Graylog2
cloudtrail: Added errorCode
Hi, I've run into issues trying this with graylog 3.1.2.
I get the SNAPSHOT.jar to build but when I load it into graylog the input is disabled. I might be building it wrong, I had to hack around with webpack due to vendor manifests missing in graylog-web-interface.
mvn package worked but I couldn't do a release without having to do a release of the server one.
If you have suggestions on how to debug what the issue is I can confirm this works as expected.
Thanks
@hamstah Can you please provide more information about how the input is appearing disabled (eg. greyed out, or not showing up).

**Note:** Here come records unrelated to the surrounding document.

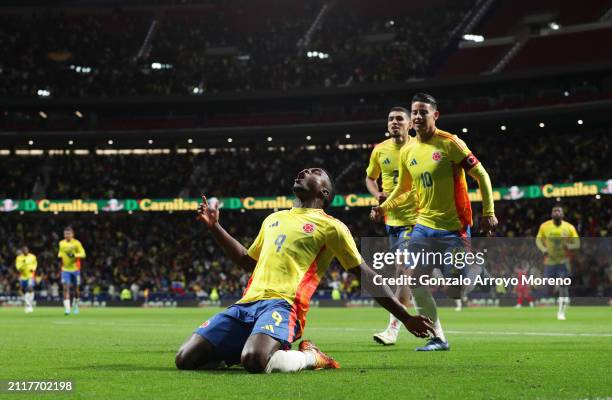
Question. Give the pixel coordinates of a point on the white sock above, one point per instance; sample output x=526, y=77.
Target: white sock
x=290, y=361
x=424, y=304
x=394, y=323
x=29, y=299
x=563, y=304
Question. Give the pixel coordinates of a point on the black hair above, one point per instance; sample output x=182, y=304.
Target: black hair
x=400, y=109
x=425, y=98
x=332, y=192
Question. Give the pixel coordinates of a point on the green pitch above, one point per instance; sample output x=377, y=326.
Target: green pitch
x=496, y=354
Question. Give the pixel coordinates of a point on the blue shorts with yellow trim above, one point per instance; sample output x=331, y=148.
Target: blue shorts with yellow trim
x=28, y=283
x=556, y=271
x=399, y=236
x=71, y=278
x=425, y=239
x=229, y=330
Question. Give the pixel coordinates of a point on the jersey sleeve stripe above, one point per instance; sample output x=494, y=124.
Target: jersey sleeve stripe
x=462, y=200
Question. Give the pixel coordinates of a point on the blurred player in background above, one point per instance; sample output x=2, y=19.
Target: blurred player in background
x=522, y=290
x=26, y=264
x=555, y=239
x=435, y=166
x=288, y=258
x=71, y=252
x=399, y=222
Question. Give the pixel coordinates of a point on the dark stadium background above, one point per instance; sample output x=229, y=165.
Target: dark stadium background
x=164, y=99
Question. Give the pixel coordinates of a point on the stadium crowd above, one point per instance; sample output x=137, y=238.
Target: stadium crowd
x=517, y=159
x=171, y=254
x=240, y=47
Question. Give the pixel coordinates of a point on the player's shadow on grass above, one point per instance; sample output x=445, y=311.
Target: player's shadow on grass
x=122, y=367
x=139, y=367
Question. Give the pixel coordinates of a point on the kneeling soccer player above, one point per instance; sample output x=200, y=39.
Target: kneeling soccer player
x=289, y=256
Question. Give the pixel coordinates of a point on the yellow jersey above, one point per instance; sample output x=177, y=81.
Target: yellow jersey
x=26, y=265
x=435, y=169
x=71, y=253
x=556, y=240
x=293, y=250
x=385, y=159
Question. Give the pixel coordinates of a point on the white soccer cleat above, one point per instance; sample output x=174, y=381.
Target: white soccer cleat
x=387, y=337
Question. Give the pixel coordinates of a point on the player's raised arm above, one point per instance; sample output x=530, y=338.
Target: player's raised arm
x=489, y=221
x=234, y=250
x=541, y=240
x=459, y=153
x=573, y=241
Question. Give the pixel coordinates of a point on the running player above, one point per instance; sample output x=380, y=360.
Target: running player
x=399, y=222
x=523, y=291
x=555, y=239
x=26, y=264
x=71, y=252
x=288, y=257
x=435, y=165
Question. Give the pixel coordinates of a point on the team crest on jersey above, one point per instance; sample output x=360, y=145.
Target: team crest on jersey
x=308, y=227
x=471, y=160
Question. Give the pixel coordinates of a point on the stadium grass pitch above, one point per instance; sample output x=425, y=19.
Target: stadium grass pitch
x=498, y=353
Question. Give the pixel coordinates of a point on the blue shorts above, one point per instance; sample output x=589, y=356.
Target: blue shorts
x=399, y=236
x=27, y=283
x=556, y=271
x=229, y=330
x=424, y=239
x=71, y=278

To build Graylog, you will need a full checkout of the Graylog server sources including the following two directories:
/graylog-project
/graylog-project-repos <- All server and plugin sources will be within these two directories.

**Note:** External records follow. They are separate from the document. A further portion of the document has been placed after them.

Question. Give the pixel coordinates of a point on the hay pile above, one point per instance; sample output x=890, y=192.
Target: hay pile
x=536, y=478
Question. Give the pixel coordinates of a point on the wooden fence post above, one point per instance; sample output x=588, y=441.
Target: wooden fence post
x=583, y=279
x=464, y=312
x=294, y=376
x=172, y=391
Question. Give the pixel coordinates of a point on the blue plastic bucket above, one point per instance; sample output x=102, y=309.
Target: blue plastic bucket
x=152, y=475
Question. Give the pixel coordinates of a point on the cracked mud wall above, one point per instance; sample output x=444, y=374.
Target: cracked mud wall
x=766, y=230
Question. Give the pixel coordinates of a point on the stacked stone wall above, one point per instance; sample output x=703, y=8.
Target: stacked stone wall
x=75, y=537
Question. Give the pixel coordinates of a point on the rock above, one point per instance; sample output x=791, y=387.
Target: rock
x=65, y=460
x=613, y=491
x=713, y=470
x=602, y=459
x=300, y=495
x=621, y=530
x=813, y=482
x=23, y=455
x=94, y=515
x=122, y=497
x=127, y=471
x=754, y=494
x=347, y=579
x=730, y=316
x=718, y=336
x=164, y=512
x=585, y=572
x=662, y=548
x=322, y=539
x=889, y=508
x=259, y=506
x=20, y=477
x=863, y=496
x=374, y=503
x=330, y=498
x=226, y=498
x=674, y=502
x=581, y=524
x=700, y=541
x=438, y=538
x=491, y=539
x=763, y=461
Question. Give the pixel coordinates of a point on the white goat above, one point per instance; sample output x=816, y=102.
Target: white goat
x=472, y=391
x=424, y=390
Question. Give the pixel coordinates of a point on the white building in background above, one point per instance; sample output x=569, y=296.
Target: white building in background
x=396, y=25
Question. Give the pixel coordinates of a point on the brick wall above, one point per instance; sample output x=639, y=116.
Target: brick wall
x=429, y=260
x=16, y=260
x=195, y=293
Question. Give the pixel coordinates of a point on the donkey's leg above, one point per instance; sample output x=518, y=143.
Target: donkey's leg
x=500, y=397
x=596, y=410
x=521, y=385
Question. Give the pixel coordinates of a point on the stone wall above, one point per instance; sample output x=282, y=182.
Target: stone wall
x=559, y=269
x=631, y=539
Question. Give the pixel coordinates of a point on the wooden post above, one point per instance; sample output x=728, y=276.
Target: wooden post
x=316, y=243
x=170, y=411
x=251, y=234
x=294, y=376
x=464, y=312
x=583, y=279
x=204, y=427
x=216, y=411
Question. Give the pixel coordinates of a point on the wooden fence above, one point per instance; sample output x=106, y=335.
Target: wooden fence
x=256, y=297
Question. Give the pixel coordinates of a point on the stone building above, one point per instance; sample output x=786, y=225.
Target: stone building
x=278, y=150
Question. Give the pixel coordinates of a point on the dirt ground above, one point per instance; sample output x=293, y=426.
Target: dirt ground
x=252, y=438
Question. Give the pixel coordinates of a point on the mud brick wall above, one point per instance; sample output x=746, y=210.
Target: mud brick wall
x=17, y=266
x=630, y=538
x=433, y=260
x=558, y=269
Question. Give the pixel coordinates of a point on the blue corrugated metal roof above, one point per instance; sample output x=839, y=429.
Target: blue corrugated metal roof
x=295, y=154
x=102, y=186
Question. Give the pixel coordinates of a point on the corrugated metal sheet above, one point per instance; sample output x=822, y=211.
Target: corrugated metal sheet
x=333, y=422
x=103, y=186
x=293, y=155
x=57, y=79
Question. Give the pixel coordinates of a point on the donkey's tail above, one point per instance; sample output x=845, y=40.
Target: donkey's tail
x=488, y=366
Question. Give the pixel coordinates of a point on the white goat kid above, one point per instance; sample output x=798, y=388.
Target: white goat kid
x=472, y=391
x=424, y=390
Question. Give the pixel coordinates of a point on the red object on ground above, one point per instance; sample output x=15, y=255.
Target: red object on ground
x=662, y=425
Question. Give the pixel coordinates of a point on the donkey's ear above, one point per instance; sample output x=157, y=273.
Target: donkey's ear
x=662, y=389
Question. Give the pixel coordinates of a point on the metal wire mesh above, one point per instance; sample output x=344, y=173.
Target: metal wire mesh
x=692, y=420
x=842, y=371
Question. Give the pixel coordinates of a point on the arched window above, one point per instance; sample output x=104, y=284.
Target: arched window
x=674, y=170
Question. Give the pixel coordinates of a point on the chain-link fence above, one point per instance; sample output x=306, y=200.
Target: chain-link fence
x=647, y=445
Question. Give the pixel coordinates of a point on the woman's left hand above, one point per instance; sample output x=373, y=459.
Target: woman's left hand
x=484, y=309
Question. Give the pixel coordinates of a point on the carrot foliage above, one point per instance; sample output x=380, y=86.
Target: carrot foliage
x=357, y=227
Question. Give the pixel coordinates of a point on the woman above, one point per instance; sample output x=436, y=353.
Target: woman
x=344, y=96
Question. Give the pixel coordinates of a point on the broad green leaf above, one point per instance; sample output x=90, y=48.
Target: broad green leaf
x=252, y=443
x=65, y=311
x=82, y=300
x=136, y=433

You will need the graylog-project cli binary installed (https://github.com/Graylog2/graylog-project). You can follow the bootstrap instructions to check out and initialize all sources (including the AWS plugin). Once this is done, you can run mvn clean package -Dmaven.javadoc.skip=true -DskipTests in the graylog-project directory to build all project jars.

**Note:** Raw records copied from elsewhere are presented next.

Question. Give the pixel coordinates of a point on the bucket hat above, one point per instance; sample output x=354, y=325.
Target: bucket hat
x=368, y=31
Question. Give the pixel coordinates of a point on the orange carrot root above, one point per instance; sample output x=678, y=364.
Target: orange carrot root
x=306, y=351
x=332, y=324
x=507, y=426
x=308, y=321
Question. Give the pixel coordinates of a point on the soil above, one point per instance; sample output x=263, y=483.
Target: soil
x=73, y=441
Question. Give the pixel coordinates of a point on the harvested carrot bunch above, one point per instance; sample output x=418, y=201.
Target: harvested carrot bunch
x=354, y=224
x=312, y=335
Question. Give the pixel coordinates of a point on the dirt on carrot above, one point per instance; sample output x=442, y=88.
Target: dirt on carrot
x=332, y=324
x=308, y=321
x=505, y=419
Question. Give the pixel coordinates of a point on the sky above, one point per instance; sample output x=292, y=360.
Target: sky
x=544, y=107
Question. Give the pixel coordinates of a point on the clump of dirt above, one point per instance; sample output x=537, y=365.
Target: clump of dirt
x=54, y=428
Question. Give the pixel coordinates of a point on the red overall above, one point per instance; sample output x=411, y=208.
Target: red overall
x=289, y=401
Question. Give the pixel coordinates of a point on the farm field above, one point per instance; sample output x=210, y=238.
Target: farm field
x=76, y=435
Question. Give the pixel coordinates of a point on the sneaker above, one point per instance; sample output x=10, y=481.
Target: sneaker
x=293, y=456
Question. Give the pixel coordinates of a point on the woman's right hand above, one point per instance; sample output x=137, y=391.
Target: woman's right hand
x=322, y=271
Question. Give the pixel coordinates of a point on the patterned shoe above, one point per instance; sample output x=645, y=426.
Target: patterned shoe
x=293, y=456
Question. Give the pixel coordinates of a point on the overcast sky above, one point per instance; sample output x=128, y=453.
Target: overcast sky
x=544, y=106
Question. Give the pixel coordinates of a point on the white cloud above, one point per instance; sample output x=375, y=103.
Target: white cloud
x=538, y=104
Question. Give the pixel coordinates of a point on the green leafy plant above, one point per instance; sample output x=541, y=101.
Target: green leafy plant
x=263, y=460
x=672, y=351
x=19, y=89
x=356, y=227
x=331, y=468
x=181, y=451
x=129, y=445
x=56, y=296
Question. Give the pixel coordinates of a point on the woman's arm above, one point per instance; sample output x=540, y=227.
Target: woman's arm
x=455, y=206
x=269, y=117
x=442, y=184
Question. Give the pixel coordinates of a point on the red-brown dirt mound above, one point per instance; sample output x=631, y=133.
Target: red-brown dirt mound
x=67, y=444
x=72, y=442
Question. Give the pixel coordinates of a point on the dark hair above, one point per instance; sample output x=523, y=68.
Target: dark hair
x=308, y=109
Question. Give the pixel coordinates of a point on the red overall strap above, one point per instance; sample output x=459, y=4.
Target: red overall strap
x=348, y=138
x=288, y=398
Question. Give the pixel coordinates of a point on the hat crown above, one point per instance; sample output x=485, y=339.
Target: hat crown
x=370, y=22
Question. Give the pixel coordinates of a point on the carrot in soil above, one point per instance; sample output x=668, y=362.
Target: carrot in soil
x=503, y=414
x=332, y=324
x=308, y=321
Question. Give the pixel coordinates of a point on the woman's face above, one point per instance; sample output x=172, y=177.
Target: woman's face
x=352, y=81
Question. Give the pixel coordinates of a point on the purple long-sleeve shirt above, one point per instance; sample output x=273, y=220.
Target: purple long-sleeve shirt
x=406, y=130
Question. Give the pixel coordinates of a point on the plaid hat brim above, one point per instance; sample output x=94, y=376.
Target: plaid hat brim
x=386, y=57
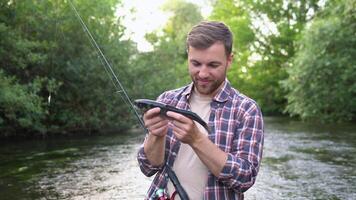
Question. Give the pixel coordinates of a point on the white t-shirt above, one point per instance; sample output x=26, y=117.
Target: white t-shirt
x=191, y=172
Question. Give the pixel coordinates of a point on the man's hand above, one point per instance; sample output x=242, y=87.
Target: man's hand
x=156, y=124
x=184, y=128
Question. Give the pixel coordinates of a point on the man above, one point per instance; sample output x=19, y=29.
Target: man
x=223, y=163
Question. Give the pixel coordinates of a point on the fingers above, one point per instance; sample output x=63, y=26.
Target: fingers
x=155, y=123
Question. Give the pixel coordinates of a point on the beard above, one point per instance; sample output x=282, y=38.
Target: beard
x=209, y=87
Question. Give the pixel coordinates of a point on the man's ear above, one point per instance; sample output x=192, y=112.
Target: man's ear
x=230, y=58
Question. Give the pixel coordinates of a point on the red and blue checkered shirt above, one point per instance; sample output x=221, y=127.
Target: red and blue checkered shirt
x=236, y=127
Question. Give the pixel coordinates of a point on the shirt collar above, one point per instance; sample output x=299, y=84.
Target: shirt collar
x=221, y=96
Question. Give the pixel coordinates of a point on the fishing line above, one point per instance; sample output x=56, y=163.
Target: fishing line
x=107, y=66
x=121, y=90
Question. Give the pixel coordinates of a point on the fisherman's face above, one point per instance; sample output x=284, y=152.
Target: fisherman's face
x=208, y=67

Please let me know if you hit any issues.
Thanks for the change you made in this PR. We appreciate the contribution. It definitely fixes the missing errorCode issue.
Could you please also add a unit test for this PR? I would like the test to verify that a CloudTrail message with and without the errorCode field is parsed correctly (based on some samples).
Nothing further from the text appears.